Uma operação coordenada pela Polícia Civil do Rio de Janeiro mobilizou forças policiais de diversos estados para combater uma das maiores organizações criminosas do país voltadas à prática de crimes cibernéticos contra crianças e adolescentes.
A ação, batizada de Operação Adolescência Segura, ocorreu simultaneamente no Rio de Janeiro, São Paulo, Santa Catarina, Paraná, Mato Grosso do Sul, Minas Gerais, Goiás e Rio Grande do Sul.
Entre os alvos da operação estava uma adolescente de 14 anos, de Cruz Machado, e outra de General Carneiro por meio da 4ª Subdivisão Policial de União da Vitória.
A jovem foi internada após mandado judicial de busca e apreensão por suspeita de envolvimento em crimes cibernéticos graves, como apologia ao nazismo, incentivo ao suicídio e automutilação, divulgação de pornografia infantil, maus-tratos a animais e tentativa de homicídio.
A quadrilha operava principalmente através da plataforma Discord, reunindo milhares de jovens em servidores onde crimes eram transmitidos ao vivo e, em alguns casos, monetizados.
A relevância e periculosidade da organização chamou a atenção de agências norte-americanas como a HSI (Homeland Security Investigations) e o NCMEC (Centro Nacional para Crianças Desaparecidas e Exploradas), que auxiliaram nas investigações.

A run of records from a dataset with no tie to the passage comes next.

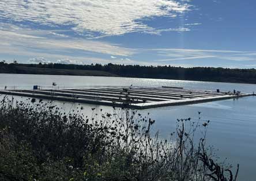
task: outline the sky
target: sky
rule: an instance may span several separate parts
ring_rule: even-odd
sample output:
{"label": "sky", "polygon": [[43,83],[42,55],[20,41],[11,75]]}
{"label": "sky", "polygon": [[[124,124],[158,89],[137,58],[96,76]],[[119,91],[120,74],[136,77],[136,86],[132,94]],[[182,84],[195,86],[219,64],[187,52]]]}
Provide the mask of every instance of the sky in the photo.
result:
{"label": "sky", "polygon": [[0,60],[256,68],[253,0],[0,0]]}

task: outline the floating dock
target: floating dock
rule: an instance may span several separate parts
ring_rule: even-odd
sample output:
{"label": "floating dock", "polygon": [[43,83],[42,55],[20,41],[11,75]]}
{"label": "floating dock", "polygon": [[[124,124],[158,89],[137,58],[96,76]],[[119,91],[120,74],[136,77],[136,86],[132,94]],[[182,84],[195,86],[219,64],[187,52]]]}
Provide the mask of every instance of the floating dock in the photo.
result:
{"label": "floating dock", "polygon": [[253,95],[167,86],[7,90],[0,90],[0,94],[136,109],[194,104]]}

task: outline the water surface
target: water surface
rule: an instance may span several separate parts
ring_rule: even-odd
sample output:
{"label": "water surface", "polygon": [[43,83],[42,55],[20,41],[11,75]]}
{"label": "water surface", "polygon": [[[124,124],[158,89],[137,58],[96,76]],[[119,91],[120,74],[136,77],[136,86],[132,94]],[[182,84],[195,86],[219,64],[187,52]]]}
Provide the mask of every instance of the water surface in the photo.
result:
{"label": "water surface", "polygon": [[[17,86],[18,88],[32,89],[33,85],[51,87],[53,82],[60,88],[93,87],[106,86],[177,86],[187,88],[223,91],[234,89],[244,93],[256,93],[256,86],[248,84],[216,83],[208,82],[184,81],[164,79],[137,79],[113,77],[93,77],[62,75],[0,74],[0,89],[5,86]],[[62,103],[59,103],[62,104]],[[65,105],[67,111],[71,106]],[[84,105],[85,111],[91,114],[92,106],[96,111],[103,109],[107,111],[112,108],[103,106]],[[239,180],[256,180],[256,97],[248,97],[238,99],[228,99],[195,105],[168,106],[140,111],[150,113],[156,120],[155,130],[159,130],[162,137],[169,137],[175,130],[177,118],[191,117],[210,120],[208,129],[208,142],[219,149],[217,154],[228,160],[234,165],[240,165]]]}

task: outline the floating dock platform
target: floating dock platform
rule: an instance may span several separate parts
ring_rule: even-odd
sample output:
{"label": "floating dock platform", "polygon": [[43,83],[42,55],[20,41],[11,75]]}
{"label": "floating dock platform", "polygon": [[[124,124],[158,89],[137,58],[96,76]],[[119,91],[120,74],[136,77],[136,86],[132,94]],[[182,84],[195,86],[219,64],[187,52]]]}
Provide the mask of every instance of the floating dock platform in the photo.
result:
{"label": "floating dock platform", "polygon": [[167,86],[7,90],[0,90],[0,94],[135,109],[194,104],[253,95]]}

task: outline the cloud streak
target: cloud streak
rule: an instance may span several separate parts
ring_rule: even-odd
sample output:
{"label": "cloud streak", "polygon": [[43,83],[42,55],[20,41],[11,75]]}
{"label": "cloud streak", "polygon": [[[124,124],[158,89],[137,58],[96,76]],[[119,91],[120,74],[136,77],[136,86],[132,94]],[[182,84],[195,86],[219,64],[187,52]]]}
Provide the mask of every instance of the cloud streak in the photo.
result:
{"label": "cloud streak", "polygon": [[[130,56],[135,51],[120,47],[119,45],[102,41],[83,40],[78,38],[59,36],[58,33],[51,34],[54,37],[47,36],[48,32],[35,30],[25,28],[10,29],[8,25],[4,24],[8,30],[0,29],[0,47],[3,49],[9,48],[10,51],[17,48],[31,51],[58,51],[73,52],[78,51],[84,53],[89,52],[111,55],[111,56]],[[17,27],[16,27],[17,28]],[[16,52],[16,53],[18,52]]]}
{"label": "cloud streak", "polygon": [[142,20],[175,17],[189,10],[189,5],[174,0],[2,0],[0,9],[4,10],[0,11],[0,18],[48,26],[69,26],[79,33],[99,32],[100,36],[159,32]]}
{"label": "cloud streak", "polygon": [[232,61],[256,60],[256,52],[253,51],[175,48],[151,49],[148,51],[155,51],[158,56],[164,57],[157,59],[160,61],[212,58]]}

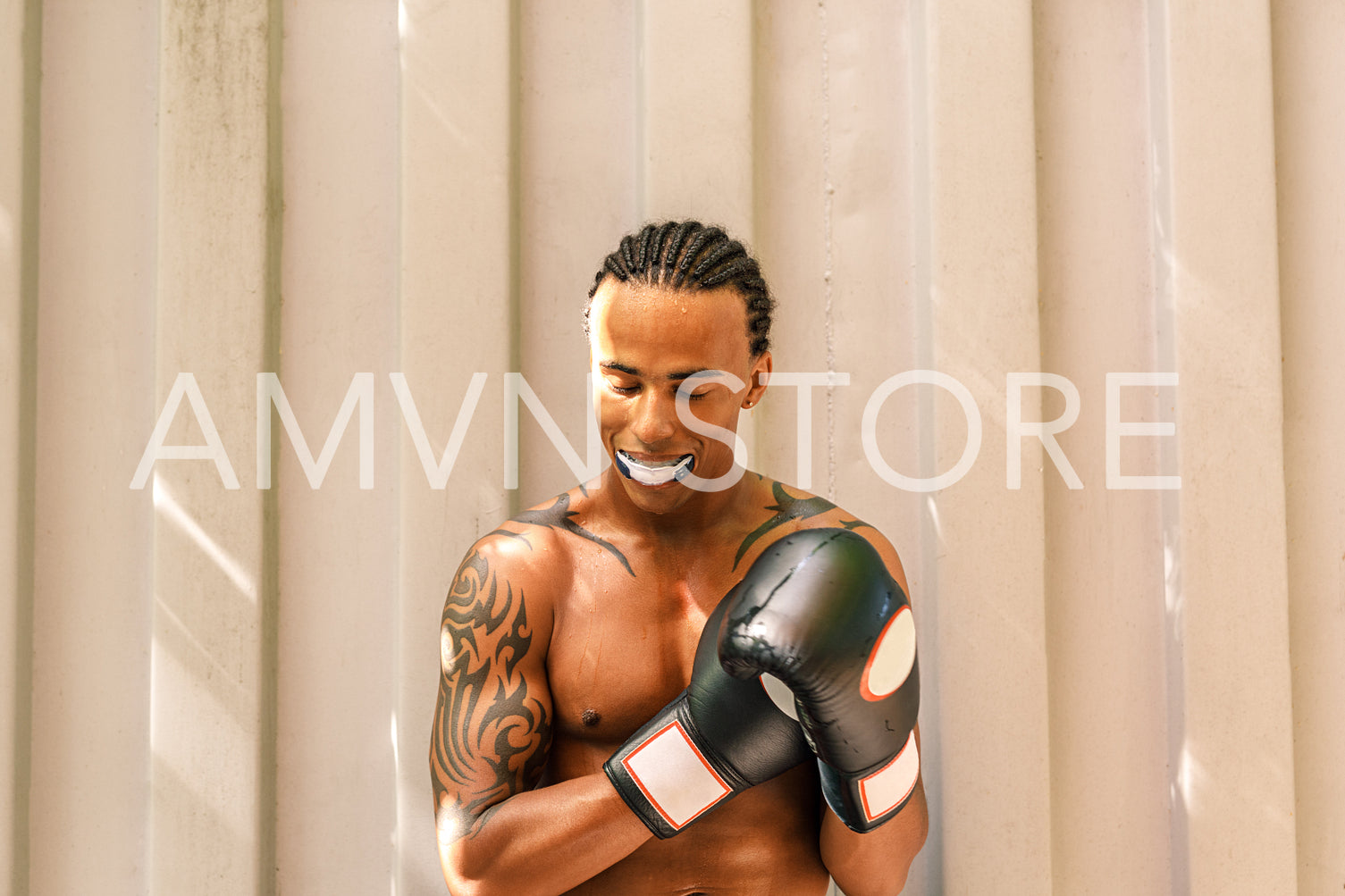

Entrevista exclusiva ao Profissão Repórter
O caso ganhou repercussão nacional após a equipe do programa Profissão Repórter, da TV Globo, entrevistar uma adolescente envolvida no caso com autorização da Justiça e da família. Na reportagem exibida esta semana, a jovem revelou detalhes alarmantes sobre o funcionamento do grupo e seu papel dentro da organização.
“Eu era namorada do que tacou fogo no mendigo”, contou a adolescente, referindo-se ao ataque brutal ocorrido em fevereiro deste ano, no Rio de Janeiro, quando um homem em situação de rua teve 70% do corpo queimado por um adolescente enquanto o crime era transmitido ao vivo.
Segundo a jovem, ela atuava como “gerente de dados” do grupo, que reunia mais de 3 mil membros.
“Tinha os eventos pagos. As pessoas pagavam para assistir. Quando o evento era pago, a gente ficava com parte do lucro ou com cartões que a gente roubava”, disse.
A adolescente relatou ainda que participou de cerca de 300 eventos ao vivo, muitos deles envolvendo automutilação de meninas adolescentes, os quais ela mesma gravava e enviava ao líder do grupo, identificado como um homem de 25 anos, chamado Andrei.
Além das transmissões, ela afirmou ter participado de ameaças e extorsões contra vítimas. “Pegava os dados da mãe, mandava para elas e dizia que tinham 10 minutos para decidir o que queriam, senão a gente acabava com a vida delas.”
“Se meus pais tivessem me controlado, teria sido diferente”
Durante a entrevista, a adolescente também refletiu sobre a ausência de controle parental em sua vida digital. “Meus pais nunca tentaram impedir o que eu via. Se tivessem feito isso, teria me impedido de entrar no Discord. E eu seria muito grata hoje em dia.”
Ela também revelou ter se automutilado em 2022, durante um período de conflitos familiares e dificuldades na escola.
Investigação continua
A Polícia Civil do Paraná segue com as investigações para identificar outros integrantes da organização criminosa que possam estar atuando na região de União da Vitória e municípios vizinhos.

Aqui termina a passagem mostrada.